Ja jak miałem sprawy wyjaśniające , czyli ? . Osoba nadużywająca alkohol , to taka , którą widziano trzy razy pod wpływem alkoholu . W tym , że to świadek zeznania stwierdza , czy oskarżony był pod dużym wpływem czy nie ! . Oczywiście muszą być świadkowie zdarzenia/zdarzeń /min 2 osoby , w skrajnych przypadkach 3 / lub ktoś pokornie sam się przyznał . Lecz sprawy alkoholu są przedawnione po dwóch latach ? . Skąd wiem , wyjaśniałem swoje sprawy ze starszymi a mediatorem był obwodowy z wiadomością do Nadarzyna . Starsi popełnili błędy proceduralne ze mną , dotyczy komitetu sądowniczego . Obwodowy w trakcie spraw wyjaśniających spytał się mnie , czy oddam starszego do zboru/śj do Sądu ? . Jeżeli tak , to przewodniczący zboru będzie wykluczony . Oczywiście listy polecone do Nadarzyna przechowuje do chwili obecnej . Dlatego osobiście uważam , że starsi prowadzą samowolką w sprawie wykluczeń ze zboru . Robią , co uważają , że jest dla nich dobre . I ZASADA JEST TAKA - JEDNOSTKA W ZBORZE SIĘ NIE LICZY. Nie okazałem pokory i nie przyznałem się do winy a oficjalnie zostałem upomniany . Jak to udowodniłem , przewodniczący zboru powiedział , że można udowodnić mu coś innego i go czyli mnie wykluczyć . Po krótkim czasie napisałem list , że nie chcę być już śj . Dlatego uważam , że każdy , który studiuje Biblie ze śj , powinien być oficjalnie poinformowany , jakie ma prawa , jak może się bronić przed zarzutami . Sj , powinni wydać oddzielną książkę , która będzie poruszać tą kwestie razem z przykładami innych komitetów sądowniczych .to pisane prawo?

Donosicielstwo
#121
Napisano 2010-10-21, godz. 10:20
#122
Napisano 2010-10-22, godz. 07:35
Starsi popełnili błędy proceduralne ze mną , dotyczy komitetu sądowniczego . Obwodowy w trakcie spraw wyjaśniających spytał się mnie , czy oddam starszego do zboru/śj do Sądu ? . Jeżeli tak , to przewodniczący zboru będzie wykluczony
No proszę. A po moim komitecie starsi byli "święci" i nietykalni.

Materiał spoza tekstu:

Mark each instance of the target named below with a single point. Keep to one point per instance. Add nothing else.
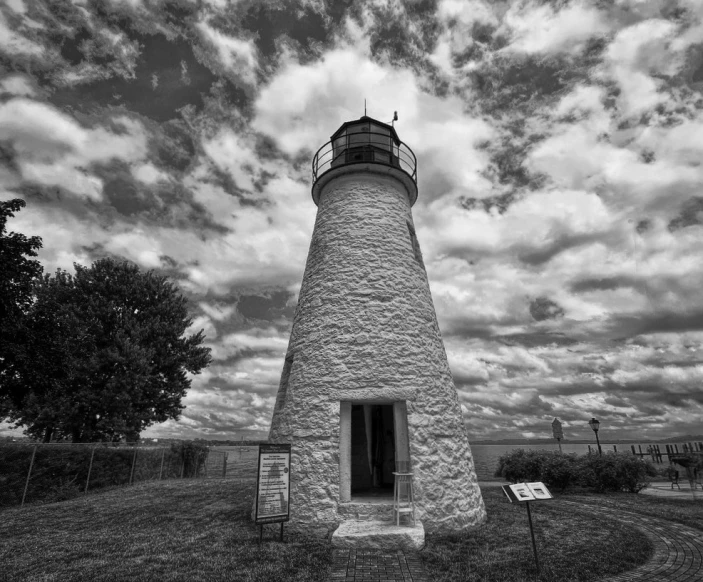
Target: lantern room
(365, 145)
(365, 140)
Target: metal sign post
(557, 432)
(524, 493)
(273, 487)
(532, 534)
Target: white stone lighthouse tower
(366, 381)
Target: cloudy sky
(559, 148)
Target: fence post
(161, 471)
(90, 468)
(134, 460)
(26, 484)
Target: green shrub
(520, 465)
(610, 472)
(553, 468)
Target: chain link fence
(48, 472)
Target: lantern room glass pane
(381, 137)
(358, 134)
(339, 144)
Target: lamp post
(595, 425)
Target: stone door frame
(400, 434)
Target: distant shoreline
(552, 441)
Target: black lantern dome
(365, 144)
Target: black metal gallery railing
(364, 147)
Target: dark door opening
(373, 449)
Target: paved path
(376, 565)
(678, 550)
(678, 554)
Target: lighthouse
(366, 384)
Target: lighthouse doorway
(373, 449)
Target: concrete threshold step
(377, 534)
(381, 510)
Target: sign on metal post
(273, 486)
(524, 493)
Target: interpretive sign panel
(527, 492)
(273, 484)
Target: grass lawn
(571, 546)
(200, 530)
(684, 511)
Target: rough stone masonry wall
(365, 322)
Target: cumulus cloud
(558, 150)
(536, 28)
(236, 55)
(53, 149)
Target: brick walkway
(678, 554)
(678, 550)
(376, 565)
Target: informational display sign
(527, 492)
(557, 430)
(524, 493)
(273, 484)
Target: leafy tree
(17, 275)
(107, 356)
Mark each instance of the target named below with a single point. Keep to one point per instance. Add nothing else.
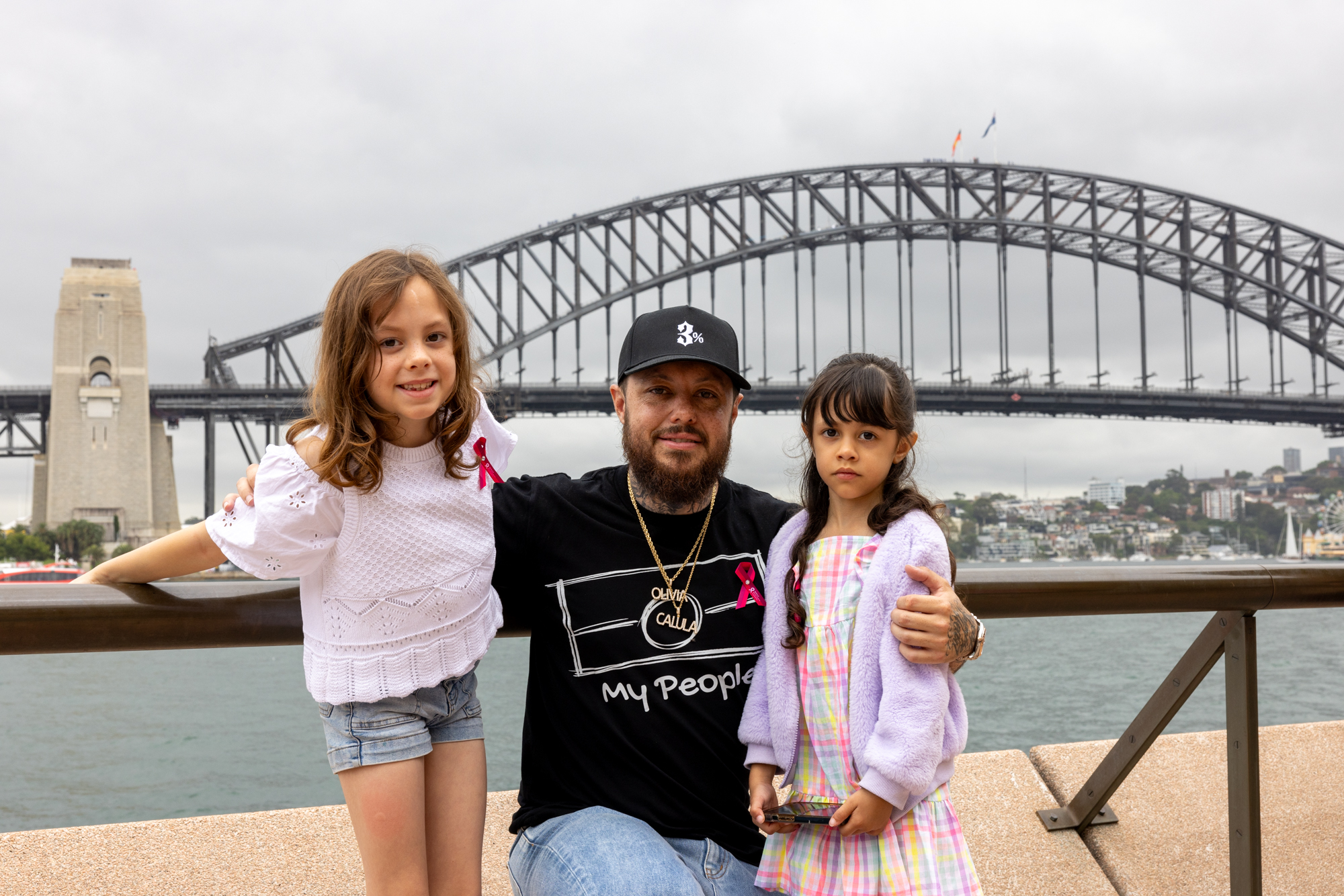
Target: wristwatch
(980, 644)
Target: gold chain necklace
(678, 598)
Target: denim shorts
(397, 729)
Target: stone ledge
(1173, 809)
(1173, 835)
(997, 796)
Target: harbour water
(124, 737)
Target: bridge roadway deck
(283, 402)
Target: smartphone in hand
(803, 813)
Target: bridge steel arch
(1288, 280)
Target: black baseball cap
(681, 334)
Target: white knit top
(394, 585)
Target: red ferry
(49, 573)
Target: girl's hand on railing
(245, 487)
(761, 789)
(864, 813)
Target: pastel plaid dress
(921, 854)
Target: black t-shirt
(632, 705)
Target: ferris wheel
(1333, 517)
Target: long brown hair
(353, 455)
(872, 390)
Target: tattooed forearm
(963, 632)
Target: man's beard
(675, 486)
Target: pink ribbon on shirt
(748, 574)
(485, 467)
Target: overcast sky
(245, 154)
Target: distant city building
(1224, 504)
(1015, 550)
(1109, 494)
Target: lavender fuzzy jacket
(908, 722)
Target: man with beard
(642, 586)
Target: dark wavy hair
(872, 390)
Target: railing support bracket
(1064, 819)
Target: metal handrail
(71, 619)
(62, 619)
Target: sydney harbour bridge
(1115, 269)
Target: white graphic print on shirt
(604, 641)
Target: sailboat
(1291, 553)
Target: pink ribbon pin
(485, 467)
(748, 574)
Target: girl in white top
(380, 504)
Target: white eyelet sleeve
(292, 527)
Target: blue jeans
(600, 851)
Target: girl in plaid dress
(834, 706)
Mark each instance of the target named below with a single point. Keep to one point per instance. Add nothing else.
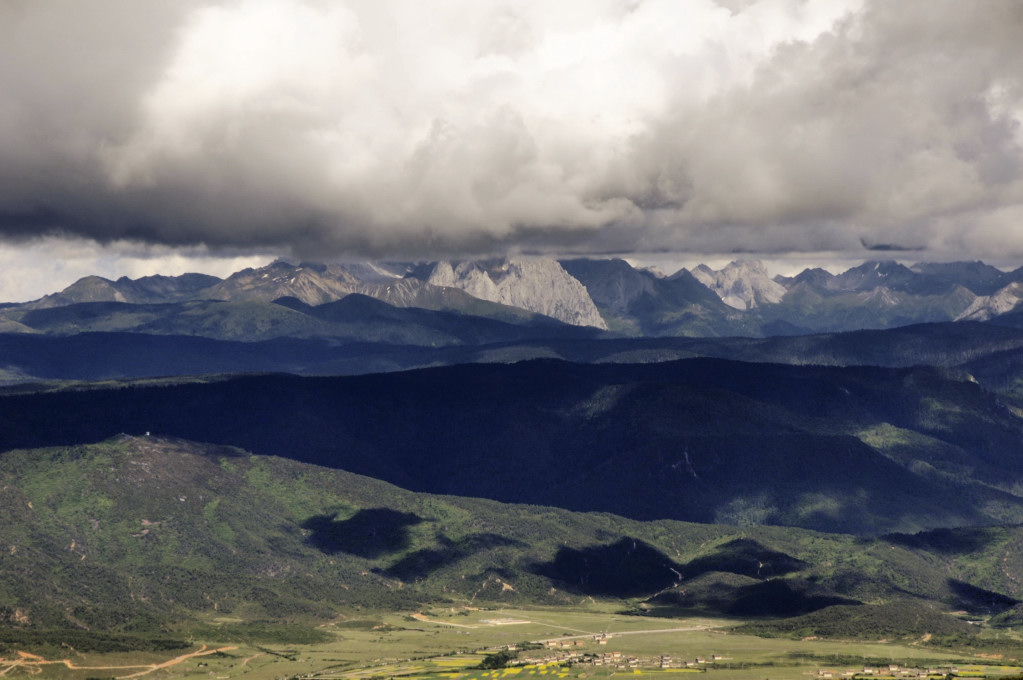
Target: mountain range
(840, 450)
(607, 295)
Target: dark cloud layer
(405, 129)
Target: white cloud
(457, 127)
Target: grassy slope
(136, 532)
(854, 450)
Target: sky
(185, 135)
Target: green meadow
(451, 643)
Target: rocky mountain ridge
(611, 295)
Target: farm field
(448, 644)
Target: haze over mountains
(608, 295)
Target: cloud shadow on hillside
(369, 533)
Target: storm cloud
(398, 129)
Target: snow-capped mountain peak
(743, 284)
(536, 284)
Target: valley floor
(549, 643)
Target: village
(574, 651)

Pisałem do Nadarzyna ale nie otrzymałem odpowiedzi.
Dlatego osobiście uważam , że starsi prowadzą samowolką w sprawie wykluczeń ze zboru . Robią , co uważają , że jest dla nich dobre . I ZASADA JEST TAKA - JEDNOSTKA W ZBORZE SIĘ NIE LICZY. Nie okazałem pokory i nie przyznałem się do winy a oficjalnie zostałem upomniany
Dokładnie tak samo było u mnie. Interpretowali wszystko jak im się podobało. Gdy wykazywałem im, że są w błędzie, powtarzali od nowa to co wcześniej powiedzieli. Zamiast trzymać się aspektu tematu, wracali do tego co już było mówione. Nie mieli argumentów.
#123
Napisano 2010-11-06, godz. 11:12
W jakiej sypialni, naiwniaku?Widzę, że organizacja nadal ciągnie tę żenującą farsę czyli dwóch świadków w sypialni.

#124
Napisano 2010-11-07, godz. 15:13
zdjęc nie trzeba wystraczą zeznania siostry Eugenii
Użytkownik jb edytował ten post 2010-11-07, godz. 22:56
Proszę wszystkich o merytoryczne wypowiedzi dot. tematu.